From the perspective of the event organiser, I think that it will only be a success if there are a lot of spectators at the stadium, as this will show the public’s interest in the game of professional futsal and, of course, we want people to support the national team. Other than that, we hope that we can offer a good competition for not only participants, but also spectators. Both the FAM and AFF are working hard in all aspects to give our various stakeholders the best experience possible.

As a coach and the technical director, I will consider it as a success if our team reach the finals, which is on September 27, or, at the very least, we obtain the third place.

Marcelo instructing the young tigers

Who will be Malaysia’s key players?

I don’t like highlighting one or two individuals because I think that our team’s strength lies in teamwork. Futsal is a collective sport, where every player on the team is important if you want to have a great performance. Many players can be decisive based on the moment of play during the competition.

What do you think of Malaysia's group opponents such as Indonesia and Australia?

With all due respect to Timor Leste and Brunei [Malaysia’s other opponents in their group], the opponents to beat if we want to achieve the semi-finals will be Indonesia and Australia.

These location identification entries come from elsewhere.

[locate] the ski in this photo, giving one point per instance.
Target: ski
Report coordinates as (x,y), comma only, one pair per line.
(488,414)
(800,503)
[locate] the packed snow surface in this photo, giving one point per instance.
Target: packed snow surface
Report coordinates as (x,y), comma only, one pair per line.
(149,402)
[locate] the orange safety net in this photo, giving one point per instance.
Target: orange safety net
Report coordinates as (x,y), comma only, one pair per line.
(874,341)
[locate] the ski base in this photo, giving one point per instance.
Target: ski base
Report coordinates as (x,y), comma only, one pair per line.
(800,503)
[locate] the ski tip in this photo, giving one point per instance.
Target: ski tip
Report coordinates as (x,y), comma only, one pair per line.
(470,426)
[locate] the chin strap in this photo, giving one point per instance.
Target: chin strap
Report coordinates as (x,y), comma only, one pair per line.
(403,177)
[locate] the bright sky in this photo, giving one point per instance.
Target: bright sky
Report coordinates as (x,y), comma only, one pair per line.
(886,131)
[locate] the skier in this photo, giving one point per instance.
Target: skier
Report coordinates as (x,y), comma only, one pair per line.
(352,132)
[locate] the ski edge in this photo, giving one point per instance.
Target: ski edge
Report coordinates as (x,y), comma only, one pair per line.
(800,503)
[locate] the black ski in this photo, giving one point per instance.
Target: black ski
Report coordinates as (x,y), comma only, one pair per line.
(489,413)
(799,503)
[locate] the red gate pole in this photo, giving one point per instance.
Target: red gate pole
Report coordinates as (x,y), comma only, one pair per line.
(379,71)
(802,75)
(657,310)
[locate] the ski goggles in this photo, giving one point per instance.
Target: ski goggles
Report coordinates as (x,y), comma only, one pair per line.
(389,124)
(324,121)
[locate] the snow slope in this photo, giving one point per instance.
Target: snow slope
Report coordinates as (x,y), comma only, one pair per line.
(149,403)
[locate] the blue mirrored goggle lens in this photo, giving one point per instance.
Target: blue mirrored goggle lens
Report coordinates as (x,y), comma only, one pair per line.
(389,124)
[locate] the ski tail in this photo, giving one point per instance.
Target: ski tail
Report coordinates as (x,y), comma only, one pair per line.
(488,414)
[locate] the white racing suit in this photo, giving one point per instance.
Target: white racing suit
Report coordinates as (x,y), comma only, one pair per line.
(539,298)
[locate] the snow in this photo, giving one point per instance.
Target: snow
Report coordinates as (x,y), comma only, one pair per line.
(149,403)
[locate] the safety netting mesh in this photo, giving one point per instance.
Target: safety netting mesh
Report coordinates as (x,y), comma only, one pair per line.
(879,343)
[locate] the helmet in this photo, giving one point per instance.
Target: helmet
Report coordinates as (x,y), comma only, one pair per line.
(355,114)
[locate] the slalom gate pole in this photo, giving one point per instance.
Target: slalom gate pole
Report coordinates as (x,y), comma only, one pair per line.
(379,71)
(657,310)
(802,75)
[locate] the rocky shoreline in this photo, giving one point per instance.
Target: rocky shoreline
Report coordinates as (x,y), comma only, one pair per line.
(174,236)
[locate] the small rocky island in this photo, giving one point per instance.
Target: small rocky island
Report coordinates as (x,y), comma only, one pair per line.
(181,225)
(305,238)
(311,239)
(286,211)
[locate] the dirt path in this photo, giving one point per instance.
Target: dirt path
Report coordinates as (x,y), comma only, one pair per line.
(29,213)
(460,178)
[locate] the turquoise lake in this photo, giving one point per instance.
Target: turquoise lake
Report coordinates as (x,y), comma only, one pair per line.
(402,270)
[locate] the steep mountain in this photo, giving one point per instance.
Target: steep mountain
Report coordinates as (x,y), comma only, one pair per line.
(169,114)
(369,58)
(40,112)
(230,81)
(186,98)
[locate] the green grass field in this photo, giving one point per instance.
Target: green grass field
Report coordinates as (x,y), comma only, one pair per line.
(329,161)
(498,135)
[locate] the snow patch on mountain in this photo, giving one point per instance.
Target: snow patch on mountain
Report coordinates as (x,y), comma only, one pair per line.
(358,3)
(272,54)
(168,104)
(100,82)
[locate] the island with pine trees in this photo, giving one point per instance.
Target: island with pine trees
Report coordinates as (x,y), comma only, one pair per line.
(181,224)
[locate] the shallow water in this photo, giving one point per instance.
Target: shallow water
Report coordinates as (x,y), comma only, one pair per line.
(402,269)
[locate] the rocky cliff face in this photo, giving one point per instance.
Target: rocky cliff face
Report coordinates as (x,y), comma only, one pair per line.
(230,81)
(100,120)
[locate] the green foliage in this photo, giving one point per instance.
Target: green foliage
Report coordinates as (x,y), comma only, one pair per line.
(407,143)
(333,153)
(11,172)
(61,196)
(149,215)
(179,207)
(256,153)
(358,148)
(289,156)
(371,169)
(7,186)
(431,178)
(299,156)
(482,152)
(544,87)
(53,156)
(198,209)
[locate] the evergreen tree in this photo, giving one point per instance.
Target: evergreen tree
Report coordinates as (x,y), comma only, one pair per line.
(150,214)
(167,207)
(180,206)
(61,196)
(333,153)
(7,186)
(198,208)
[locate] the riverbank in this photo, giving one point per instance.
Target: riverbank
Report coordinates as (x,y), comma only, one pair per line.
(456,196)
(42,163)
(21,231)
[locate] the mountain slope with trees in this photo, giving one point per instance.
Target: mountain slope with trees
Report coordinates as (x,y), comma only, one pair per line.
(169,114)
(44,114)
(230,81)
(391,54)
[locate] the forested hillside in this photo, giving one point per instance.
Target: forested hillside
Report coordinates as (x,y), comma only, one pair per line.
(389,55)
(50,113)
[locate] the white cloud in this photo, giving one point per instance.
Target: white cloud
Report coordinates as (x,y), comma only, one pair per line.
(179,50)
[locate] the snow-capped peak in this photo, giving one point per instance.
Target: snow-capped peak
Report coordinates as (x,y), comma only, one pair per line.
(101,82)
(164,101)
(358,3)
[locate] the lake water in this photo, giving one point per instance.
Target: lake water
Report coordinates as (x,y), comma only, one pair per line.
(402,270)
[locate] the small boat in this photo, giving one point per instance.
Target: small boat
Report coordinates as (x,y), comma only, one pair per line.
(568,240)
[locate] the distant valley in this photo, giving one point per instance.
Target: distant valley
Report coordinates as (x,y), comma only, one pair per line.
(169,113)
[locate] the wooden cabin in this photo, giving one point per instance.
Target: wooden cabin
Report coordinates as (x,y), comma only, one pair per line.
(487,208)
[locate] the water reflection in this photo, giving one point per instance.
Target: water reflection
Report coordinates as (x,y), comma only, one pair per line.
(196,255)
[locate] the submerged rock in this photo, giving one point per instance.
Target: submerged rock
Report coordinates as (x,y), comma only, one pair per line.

The Indonesians have a similar style to us, but I think in the last two years we have improved and changed our playing style. We also have better tactical conditions. We lost 5-4 the last time we played against them at the SEA Games, so I hope that we can play a better game this time around.

As for Australia, from the physical aspect, they have a stronger team compared to Malaysia.Not only do they have a high level of experience playing in international competitions, they are also mentally strong. In 2013 we played a good game against them in the OFC Championship Final, where we controlled the game well and created opportunities to score, but we unfortunately lost in the end. I think if we can perform similarly against them, we can win.

Tactical briefing before a game

As the host nation, do you think the players will be under huge pressure to do well?

I don’t think so. In fact, being the host country and having the crowd behind us, it will help create more energy and more incentives for our team to win. Plus, our players have already been exposed to the international arena and have played in packed stadiums, such as at the 2013 AFF Championship against Thailand in Bangkok, where we lost 2-0 but played very well in front of 4000 people.

Do you expect a huge crowd to come to the stadium and support the national team?

Due to the timing of the matches, there could be times that the stadium may look a little empty. However, I believe national pride will encourage people to come and support the team and be our sixth player.

Thailand have won all but one AFF Futsal Championships, and actually hammered Malaysia in the 2014 AFC Futsal Championship. Can the gap between both countries be closed?

There’s no doubt that Thailand are the number 1 in Southeast Asia and have won almost all competitions they have played in. Despite that, I think the gap has been getting smaller in the last two years. After the 2012 AFF Championship where we lost 12-1 to them, we played – and lost – five more games with them. Besides the recent AFC Championship match where we lost 7-1, our defeats were by smaller margins, so I think we are improving and have actually gained respect from them. However, we still have a long journey ahead, which includes a lot of hard work and practice for us to achieve their level.

The 2014 AFC Futsal Championship team

A lot more companies and NGOs are organising futsal competitions nowadays. Have these tournaments contributed to the talent pool at all?

I think that it does help and contribute towards the promotion of futsal in Malaysia because it gives both children and adults the opportunity to play and compete in futsal tournaments. In saying that, what we also need is a more structured form of competitions that can last more than a day or a weekend, such as the National League, IPT League and international competitions, if we want to ensure a proper development of professional players. 

The 2014 AFF Futsal Championship will be held from September 19-27 at the Stadium Melawati, Shah Alam. Entry is free.